Happy Friday, my fellow Earthlings! As I sit here thrilled that it’s spring and that this Sunday is Mother’s Day, when we honor the millions of amazing Moms who help us all through our lives, I have a very special story to share at the beginning of Good News Friday.
I’m usually pretty excited about all the Good News Friday stories I share, because if I wasn’t, well, why would I share them?
But this one… this one moved me a great deal. I love enterprising, creative kids, and I love the United States Postal Service, and those two loves don’t normally coincide.
But I read this week about an incredible 11-year-old girl in South Dakota named Emerson Weber. Her Dad, through a wonderful series of Tweets, talked about how Emerson’s obsession with writing letters, and her kinship with their local postman, led to something amazing happened.
Here, in paragraph form, are all the Tweets from her father Hugh about what happened. Please, please, I implore you, stick with this through the end, it’ll restore your faith in humanity and goodness.
So, so wonderful…
Emerson, my 11-year-old, is on a bit of a wild ride with the @USPS and our local mail carrier, Doug. And, I think there’s a deeper message to it all.
First, the backstory… Em has a serious letter writing habit. She maintains active correspondence with over a dozen of her favorite people. And, if you’ve been the lucky recipient of one of Em’s hand decorated letters and envelopes, then you have a pretty good idea of the joy they bring.
A: Because they’re really good at it.
The next day a package arrived with some stamps and two letters.
Doug had shared Em’s letter with his supervisor, Sara, and they both wanted to share how touched they were by her note.
Because Em was fully vulnerable, they were too.
Em shared jokes, so they shared jokes.
Em share her brother, so every gift that was sent came in duplicate.
Em shared @TaylorSwift13 and it turns out that the US Postal service is filled with lots of undercover Swifties.
And, they sent stamps to be used as well. Stamps for her to write back. Stamps for her to write others. Stamps, stamps, stamps. (218 by Em’s count.)
But, there was something more in these letters. People felt seen – some for the first time in a long time.
“I work alone in a small rural post office…”
“My kids all live far away…”
“Not a lot of people think about how hard we work…”
“I can’t tell you how much it means to read your letter…”
Another,“I have a son in Kuwait and if you have a second to send him a letter he would love it.”
And another,
“I know you can’t write back to all of us, but maybe I can drop you a line from time to time?”
She wrote the dad.
She wrote his son.
She assured the secret swifties not to be embarrassed because her dad likes TSwift, too.
She acknowledged that there WERE a lot of letter but that she had time.
She sees them all.
For yourself or for others.
And, thank your mail carrier (from an appropriate distance.) They are working extremely hard to keep us all connected.
**Next up today, the great John Krasinski web show “Some Good News” struck gold again this week, by hosting a virtual graduation with some very famous friends speaking, sometimes 1-on-1, to graduates.

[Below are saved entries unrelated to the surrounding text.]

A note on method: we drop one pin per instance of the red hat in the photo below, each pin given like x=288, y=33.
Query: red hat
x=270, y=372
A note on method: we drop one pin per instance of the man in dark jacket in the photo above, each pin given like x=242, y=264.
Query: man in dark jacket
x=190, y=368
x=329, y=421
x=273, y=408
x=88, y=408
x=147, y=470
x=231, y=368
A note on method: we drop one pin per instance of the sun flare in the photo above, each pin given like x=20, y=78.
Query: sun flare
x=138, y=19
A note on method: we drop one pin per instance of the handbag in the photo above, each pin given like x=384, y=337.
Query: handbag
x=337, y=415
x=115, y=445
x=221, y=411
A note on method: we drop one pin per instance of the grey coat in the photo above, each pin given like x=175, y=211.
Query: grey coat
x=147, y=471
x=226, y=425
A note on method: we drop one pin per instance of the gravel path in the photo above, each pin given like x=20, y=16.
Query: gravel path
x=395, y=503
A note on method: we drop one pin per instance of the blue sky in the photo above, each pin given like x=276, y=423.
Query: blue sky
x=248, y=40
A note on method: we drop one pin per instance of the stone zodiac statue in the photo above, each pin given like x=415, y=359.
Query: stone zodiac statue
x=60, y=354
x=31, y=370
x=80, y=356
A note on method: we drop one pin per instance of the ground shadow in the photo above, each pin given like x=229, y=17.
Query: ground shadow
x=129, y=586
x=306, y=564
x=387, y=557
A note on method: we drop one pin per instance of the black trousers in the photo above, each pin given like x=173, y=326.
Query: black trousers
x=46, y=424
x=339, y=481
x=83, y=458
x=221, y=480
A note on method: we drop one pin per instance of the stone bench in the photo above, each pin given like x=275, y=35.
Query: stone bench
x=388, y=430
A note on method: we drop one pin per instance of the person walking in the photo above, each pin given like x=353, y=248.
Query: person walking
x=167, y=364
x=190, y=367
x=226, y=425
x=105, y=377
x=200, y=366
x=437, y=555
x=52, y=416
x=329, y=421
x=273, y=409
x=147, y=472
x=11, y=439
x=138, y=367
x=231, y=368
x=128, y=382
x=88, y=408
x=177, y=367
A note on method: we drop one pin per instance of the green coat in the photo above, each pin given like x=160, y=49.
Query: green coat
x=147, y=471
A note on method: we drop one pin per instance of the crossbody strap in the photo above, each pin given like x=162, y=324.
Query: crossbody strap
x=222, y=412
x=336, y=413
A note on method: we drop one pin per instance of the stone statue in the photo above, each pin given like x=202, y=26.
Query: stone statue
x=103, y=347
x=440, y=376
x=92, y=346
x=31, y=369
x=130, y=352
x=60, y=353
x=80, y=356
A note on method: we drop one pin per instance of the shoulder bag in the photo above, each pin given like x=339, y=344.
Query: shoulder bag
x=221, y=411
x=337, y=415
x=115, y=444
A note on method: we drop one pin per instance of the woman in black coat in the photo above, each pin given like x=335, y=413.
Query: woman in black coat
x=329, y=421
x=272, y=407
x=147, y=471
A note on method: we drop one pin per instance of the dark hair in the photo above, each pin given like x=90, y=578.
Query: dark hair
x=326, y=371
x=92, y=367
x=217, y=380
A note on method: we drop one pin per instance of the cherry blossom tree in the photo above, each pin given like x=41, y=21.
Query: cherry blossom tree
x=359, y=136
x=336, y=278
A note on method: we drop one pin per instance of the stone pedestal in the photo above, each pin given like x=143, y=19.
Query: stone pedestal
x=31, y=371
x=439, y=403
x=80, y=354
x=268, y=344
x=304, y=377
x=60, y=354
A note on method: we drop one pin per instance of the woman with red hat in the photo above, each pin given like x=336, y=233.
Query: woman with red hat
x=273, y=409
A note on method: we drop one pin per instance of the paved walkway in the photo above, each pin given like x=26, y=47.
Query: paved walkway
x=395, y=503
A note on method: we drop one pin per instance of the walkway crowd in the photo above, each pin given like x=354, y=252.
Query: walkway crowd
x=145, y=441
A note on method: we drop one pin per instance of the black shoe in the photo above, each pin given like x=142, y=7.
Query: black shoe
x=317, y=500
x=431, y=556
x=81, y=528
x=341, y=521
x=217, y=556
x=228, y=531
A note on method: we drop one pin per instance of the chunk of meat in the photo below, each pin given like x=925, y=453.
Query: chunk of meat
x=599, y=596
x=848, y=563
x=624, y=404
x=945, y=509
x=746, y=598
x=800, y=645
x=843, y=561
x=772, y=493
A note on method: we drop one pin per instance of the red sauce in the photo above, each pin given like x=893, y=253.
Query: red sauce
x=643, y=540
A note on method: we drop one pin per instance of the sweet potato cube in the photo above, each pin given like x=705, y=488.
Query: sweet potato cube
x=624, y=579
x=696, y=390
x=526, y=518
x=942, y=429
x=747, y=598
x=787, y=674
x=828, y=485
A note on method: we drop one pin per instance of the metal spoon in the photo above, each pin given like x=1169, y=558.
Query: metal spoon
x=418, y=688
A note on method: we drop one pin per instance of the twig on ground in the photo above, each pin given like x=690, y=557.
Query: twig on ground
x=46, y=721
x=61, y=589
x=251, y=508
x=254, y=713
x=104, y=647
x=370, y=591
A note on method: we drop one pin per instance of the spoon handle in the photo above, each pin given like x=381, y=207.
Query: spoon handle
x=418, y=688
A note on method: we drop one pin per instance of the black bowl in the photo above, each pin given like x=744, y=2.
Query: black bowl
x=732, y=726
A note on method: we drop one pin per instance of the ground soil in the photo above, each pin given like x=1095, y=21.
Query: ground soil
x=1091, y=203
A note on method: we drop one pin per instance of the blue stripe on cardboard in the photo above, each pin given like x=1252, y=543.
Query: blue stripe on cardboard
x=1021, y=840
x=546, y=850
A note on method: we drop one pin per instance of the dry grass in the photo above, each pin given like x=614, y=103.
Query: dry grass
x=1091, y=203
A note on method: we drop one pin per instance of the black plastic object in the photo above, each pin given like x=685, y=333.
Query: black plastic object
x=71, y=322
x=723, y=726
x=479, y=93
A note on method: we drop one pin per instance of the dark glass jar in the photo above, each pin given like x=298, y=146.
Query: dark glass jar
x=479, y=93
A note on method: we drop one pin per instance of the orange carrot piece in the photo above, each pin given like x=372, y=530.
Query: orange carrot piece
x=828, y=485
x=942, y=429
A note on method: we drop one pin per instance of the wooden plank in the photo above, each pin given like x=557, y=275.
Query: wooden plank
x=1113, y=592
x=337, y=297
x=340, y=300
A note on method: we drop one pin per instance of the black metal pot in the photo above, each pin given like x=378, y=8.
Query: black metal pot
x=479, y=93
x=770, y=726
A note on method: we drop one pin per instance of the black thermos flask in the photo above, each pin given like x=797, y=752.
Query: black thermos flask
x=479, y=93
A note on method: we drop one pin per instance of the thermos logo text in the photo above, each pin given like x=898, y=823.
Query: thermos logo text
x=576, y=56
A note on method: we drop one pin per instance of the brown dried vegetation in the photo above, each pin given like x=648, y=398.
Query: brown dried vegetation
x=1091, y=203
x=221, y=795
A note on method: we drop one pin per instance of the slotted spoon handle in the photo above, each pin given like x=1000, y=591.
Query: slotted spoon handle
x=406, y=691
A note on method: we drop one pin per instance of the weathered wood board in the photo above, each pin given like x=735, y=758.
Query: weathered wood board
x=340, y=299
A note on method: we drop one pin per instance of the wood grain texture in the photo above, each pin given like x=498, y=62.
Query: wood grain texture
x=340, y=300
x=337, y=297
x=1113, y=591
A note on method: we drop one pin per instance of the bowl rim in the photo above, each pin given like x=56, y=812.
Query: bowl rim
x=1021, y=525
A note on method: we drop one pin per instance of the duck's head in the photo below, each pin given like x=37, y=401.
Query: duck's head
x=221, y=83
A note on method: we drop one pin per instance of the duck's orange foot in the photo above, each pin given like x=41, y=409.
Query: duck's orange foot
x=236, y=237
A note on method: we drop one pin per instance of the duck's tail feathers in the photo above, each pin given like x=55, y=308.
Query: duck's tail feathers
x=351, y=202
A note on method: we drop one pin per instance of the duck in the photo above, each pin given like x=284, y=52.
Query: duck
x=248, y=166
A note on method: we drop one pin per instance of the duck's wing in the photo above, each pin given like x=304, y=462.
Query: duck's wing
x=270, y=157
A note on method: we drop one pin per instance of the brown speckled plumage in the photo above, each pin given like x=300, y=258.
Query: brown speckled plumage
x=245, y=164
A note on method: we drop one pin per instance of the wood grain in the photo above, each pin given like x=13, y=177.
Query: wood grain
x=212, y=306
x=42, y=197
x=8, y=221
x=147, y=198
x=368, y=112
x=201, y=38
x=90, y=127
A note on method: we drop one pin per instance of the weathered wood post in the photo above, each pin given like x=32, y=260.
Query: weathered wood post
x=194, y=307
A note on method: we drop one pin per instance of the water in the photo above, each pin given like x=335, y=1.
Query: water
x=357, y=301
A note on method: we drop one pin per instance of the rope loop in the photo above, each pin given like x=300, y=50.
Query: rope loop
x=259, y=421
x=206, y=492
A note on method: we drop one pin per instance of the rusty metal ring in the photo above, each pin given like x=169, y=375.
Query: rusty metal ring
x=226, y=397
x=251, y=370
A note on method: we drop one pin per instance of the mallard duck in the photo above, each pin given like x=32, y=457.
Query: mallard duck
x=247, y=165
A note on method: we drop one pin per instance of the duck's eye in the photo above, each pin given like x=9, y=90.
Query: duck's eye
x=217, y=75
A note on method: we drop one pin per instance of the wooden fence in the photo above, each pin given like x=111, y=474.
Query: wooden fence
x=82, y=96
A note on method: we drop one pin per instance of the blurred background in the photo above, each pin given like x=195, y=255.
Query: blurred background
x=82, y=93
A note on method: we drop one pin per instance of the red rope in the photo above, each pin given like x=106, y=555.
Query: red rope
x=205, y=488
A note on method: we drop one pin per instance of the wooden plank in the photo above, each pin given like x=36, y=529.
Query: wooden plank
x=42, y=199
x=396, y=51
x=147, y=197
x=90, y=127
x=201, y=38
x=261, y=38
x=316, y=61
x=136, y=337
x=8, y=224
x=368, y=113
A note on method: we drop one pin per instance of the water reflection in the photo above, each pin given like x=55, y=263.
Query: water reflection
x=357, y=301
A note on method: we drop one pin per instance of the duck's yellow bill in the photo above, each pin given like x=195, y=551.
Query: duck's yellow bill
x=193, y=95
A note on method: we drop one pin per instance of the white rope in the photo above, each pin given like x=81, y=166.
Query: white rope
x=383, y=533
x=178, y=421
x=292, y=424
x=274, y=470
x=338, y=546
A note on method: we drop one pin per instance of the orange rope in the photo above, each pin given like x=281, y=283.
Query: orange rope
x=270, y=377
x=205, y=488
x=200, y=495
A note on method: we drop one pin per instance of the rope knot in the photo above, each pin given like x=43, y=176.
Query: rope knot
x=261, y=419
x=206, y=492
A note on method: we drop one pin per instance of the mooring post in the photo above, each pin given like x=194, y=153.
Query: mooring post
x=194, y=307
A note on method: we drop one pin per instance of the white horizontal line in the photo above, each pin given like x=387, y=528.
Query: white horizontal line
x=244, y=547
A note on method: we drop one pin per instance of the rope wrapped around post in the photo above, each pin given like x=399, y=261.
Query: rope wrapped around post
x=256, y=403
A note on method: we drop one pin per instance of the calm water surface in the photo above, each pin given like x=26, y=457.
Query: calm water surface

Spielberg, Oprah, Malala, they’re all here. This was wonderful. (It’s great the whole way, but it gets really special around the 11-minute mark.)
***And finally today, this is a story I’d been meaning to put in this space weeks ago, forgot about, then remembered on Thursday. So it’s a few weeks old, but still fabulous.
Michael Che is one of the co-hosts of “Weekend Update” on “Saturday Night Live.” His grandmother died of complications from Covid-19 in March, and 10 days after her passing, Che announced that he’s doing something to honor his grandma—paying rent for the month for all 160 units in the public housing complex his grandmother used to live in in New York.
In response to a comment, Che explained that his grandmother had lived in the New York City Housing Authority building more than three decades ago, before moving south. But, he wrote, “it’s crazy to me that residents of public housing are still expected to pay their rent when so many New Yorkers can’t even work. ”
Outstanding job, Michael. Your grandma would be very proud.